The gold nanoparticles we have used in the Center so far are made by a bottom-up approach. We take a water-soluble form of gold, known as a gold salt, HAuCl4. This gold salt produces H+ and AuCl4– ions when dissolved in water. So you can picture these ions floating around in water, with at most one gold atom per ion. Then we add a chemical compound called a reducing agent, which converts the gold ions into elemental gold atoms. These gold atoms are not as soluble in water, and so clump together into nano-sized particles. I have illustrated this below, and I am just showing 4 gold compounds to illustrate the chemistry:
The problem here is that as those gold atoms form nano-sized lumps of gold, they have a tendency to continue to grow into bigger, non-nano-sized lumps. If we are not careful, we just form big flakes of gold:
So we need to stop the uncontrolled formation of big lumps of gold to make well-defined nanoparticles, ideally with atomic-level control, like this:
One way to do this is to put molecules that form a protective coating on the surfaces of the growing particles. These “stabilizer” molecules prevent additional gold atoms from increasing the particle size and they also prevent particles from sticking together. So, you want one end of the molecule to bind rather tightly to gold, and the other end to be water-soluble. A good example is mercaptopropylamine, which we use in the Center:
The sulfur (S) end binds to gold, losing the H on it in the process, and the NH2 group is soluble in water. For clarity, I just show one of these molecules binding to one gold atom at the surface of a tiny cluster:
If we carry out these reactions just right, we can make nice 4 nanometer diameter gold nanoparticles that are stable in water. We can make these particles in water by the gallon in our flow reactor!

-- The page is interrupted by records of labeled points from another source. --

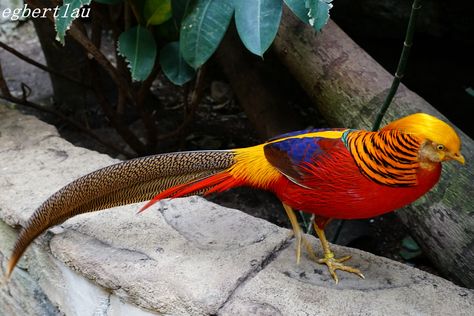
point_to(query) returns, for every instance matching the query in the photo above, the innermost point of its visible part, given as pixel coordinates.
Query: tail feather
(128, 182)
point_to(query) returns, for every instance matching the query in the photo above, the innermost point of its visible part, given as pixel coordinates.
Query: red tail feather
(216, 183)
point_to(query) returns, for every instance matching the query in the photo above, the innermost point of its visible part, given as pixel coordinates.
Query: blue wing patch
(306, 131)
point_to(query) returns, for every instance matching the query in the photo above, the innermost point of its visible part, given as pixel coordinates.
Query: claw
(334, 264)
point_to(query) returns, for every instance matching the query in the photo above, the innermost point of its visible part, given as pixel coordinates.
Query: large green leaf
(203, 28)
(138, 47)
(318, 12)
(157, 11)
(68, 12)
(257, 23)
(174, 66)
(299, 8)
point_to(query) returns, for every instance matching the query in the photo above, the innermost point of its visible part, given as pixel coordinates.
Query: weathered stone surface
(181, 257)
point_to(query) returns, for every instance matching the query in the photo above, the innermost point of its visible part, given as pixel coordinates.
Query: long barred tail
(137, 180)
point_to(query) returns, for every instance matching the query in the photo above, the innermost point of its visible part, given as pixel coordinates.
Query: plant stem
(415, 9)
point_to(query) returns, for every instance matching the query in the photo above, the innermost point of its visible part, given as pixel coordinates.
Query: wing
(300, 156)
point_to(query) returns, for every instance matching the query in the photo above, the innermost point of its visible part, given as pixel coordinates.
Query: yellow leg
(298, 234)
(332, 263)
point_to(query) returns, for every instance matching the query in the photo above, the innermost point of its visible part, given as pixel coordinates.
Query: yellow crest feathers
(428, 127)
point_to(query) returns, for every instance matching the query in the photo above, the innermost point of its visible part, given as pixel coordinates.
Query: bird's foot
(334, 264)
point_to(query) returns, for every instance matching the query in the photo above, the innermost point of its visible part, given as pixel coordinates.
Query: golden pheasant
(332, 173)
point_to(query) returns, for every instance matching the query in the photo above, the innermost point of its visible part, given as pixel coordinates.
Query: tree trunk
(348, 87)
(265, 105)
(70, 60)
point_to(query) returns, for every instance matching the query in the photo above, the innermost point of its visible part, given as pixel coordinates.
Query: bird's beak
(458, 157)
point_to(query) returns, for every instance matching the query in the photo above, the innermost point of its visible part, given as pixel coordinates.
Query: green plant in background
(200, 26)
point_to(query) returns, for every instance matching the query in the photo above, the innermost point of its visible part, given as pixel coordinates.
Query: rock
(182, 257)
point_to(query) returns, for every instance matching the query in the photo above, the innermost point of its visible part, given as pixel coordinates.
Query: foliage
(200, 26)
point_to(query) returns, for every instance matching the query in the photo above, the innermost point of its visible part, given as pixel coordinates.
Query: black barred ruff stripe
(120, 184)
(386, 157)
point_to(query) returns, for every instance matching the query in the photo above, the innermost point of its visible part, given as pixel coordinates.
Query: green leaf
(179, 7)
(257, 23)
(68, 12)
(470, 91)
(318, 12)
(203, 28)
(299, 8)
(157, 11)
(138, 47)
(108, 1)
(174, 66)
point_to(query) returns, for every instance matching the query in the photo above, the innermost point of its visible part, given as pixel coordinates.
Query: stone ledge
(181, 257)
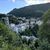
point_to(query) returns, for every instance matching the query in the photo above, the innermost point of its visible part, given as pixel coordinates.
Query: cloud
(13, 1)
(30, 2)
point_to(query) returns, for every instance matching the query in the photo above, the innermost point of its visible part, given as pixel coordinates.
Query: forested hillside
(31, 11)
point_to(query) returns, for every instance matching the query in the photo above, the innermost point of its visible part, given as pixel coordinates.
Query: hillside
(31, 11)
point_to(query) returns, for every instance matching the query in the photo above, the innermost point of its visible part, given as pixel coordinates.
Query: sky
(7, 5)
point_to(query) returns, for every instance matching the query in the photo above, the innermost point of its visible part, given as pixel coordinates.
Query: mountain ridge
(31, 11)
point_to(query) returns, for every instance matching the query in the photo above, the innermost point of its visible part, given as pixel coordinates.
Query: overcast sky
(7, 5)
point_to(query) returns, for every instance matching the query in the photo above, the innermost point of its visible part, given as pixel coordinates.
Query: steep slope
(31, 11)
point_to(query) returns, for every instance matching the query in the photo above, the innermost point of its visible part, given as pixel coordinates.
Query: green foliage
(44, 32)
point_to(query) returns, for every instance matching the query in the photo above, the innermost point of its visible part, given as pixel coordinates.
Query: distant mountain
(31, 11)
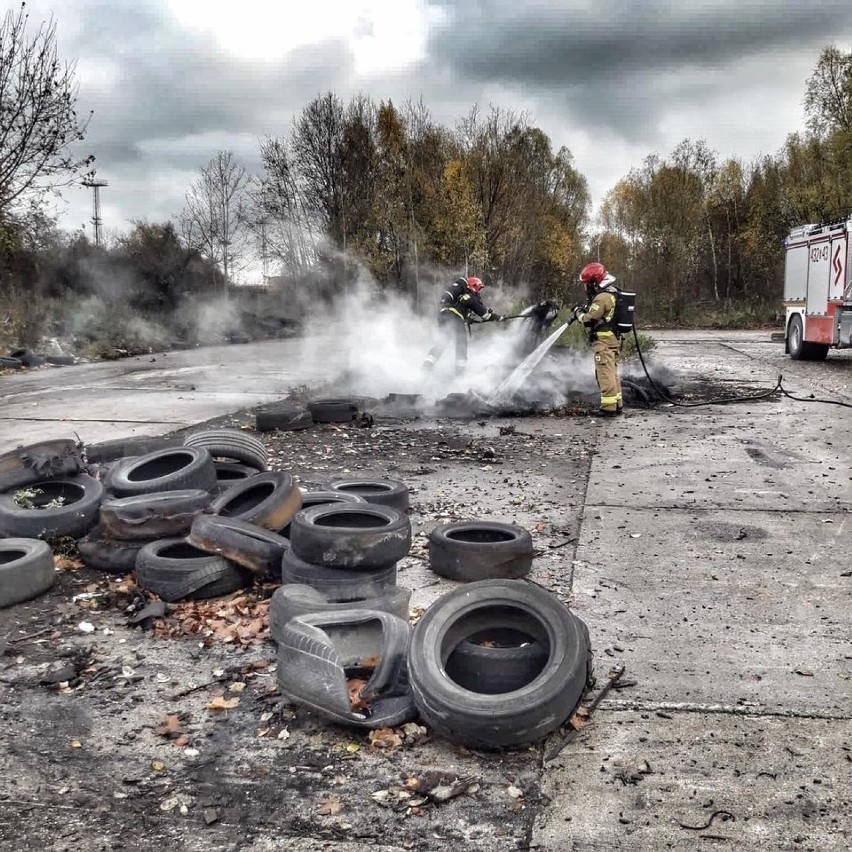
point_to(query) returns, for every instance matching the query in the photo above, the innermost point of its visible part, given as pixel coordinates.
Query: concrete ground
(713, 560)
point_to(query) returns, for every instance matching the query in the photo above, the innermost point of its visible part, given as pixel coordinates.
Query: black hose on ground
(779, 388)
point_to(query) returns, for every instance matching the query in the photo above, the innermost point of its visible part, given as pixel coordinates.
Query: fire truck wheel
(26, 569)
(508, 719)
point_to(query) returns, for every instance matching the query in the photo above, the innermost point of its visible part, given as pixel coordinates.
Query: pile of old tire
(480, 550)
(498, 663)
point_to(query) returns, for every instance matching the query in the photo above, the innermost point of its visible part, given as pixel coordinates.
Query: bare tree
(38, 121)
(213, 220)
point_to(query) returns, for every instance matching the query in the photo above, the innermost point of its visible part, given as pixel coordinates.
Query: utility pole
(95, 184)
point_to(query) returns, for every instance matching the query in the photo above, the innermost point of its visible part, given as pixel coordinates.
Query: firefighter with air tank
(599, 317)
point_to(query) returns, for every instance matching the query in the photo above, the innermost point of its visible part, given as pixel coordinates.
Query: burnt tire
(332, 410)
(257, 549)
(338, 584)
(146, 517)
(502, 720)
(174, 569)
(351, 536)
(382, 492)
(269, 500)
(290, 601)
(35, 462)
(110, 555)
(170, 469)
(231, 445)
(81, 496)
(26, 569)
(480, 550)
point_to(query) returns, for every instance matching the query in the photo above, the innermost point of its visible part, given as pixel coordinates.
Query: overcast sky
(173, 81)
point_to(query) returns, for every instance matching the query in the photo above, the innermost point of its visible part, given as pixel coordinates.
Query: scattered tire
(268, 500)
(289, 601)
(26, 569)
(78, 498)
(145, 517)
(170, 469)
(501, 720)
(340, 584)
(382, 492)
(230, 445)
(113, 556)
(248, 545)
(351, 536)
(104, 452)
(283, 417)
(332, 410)
(495, 661)
(36, 462)
(480, 550)
(174, 569)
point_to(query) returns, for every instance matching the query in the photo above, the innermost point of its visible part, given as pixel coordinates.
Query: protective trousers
(606, 349)
(451, 327)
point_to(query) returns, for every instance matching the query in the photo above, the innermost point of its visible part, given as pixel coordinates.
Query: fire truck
(818, 289)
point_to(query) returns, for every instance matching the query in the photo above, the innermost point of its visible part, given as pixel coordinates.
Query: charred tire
(332, 410)
(26, 569)
(268, 500)
(230, 445)
(496, 660)
(248, 545)
(284, 416)
(339, 584)
(502, 720)
(105, 452)
(480, 550)
(174, 569)
(351, 536)
(146, 517)
(36, 462)
(113, 556)
(382, 492)
(290, 601)
(74, 518)
(171, 469)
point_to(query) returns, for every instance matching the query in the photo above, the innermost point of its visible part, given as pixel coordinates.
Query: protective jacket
(459, 300)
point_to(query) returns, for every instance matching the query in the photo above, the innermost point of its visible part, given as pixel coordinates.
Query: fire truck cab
(818, 289)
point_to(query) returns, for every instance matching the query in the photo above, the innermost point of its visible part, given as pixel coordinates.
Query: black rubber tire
(171, 469)
(292, 600)
(36, 462)
(351, 535)
(268, 499)
(146, 517)
(230, 445)
(257, 549)
(173, 569)
(26, 569)
(508, 719)
(480, 550)
(511, 662)
(332, 410)
(284, 417)
(75, 518)
(112, 556)
(105, 452)
(382, 492)
(339, 584)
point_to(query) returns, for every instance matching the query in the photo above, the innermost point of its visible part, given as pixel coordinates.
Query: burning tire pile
(496, 662)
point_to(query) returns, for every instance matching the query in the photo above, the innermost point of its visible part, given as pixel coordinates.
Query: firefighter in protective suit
(598, 317)
(459, 302)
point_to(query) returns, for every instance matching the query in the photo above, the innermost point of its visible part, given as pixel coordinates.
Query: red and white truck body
(818, 289)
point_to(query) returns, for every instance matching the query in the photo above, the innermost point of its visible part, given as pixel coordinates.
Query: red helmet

We do not have a precise count of the number of gold atoms in each particle, but that is ok! We can estimate, knowing how gold atoms pack into crystals, that there are about 2000 gold atoms in one 4 nm diameter gold nanoparticle. Wondering how we do that calculation? Check this blog out later!
For now, just know there are two main ways to make particles that are nano-sized: the top-down approach as in nanodiamond formation from larger graphite chunks and the bottom-up approach as in gold nanoparticle formation from gold ions.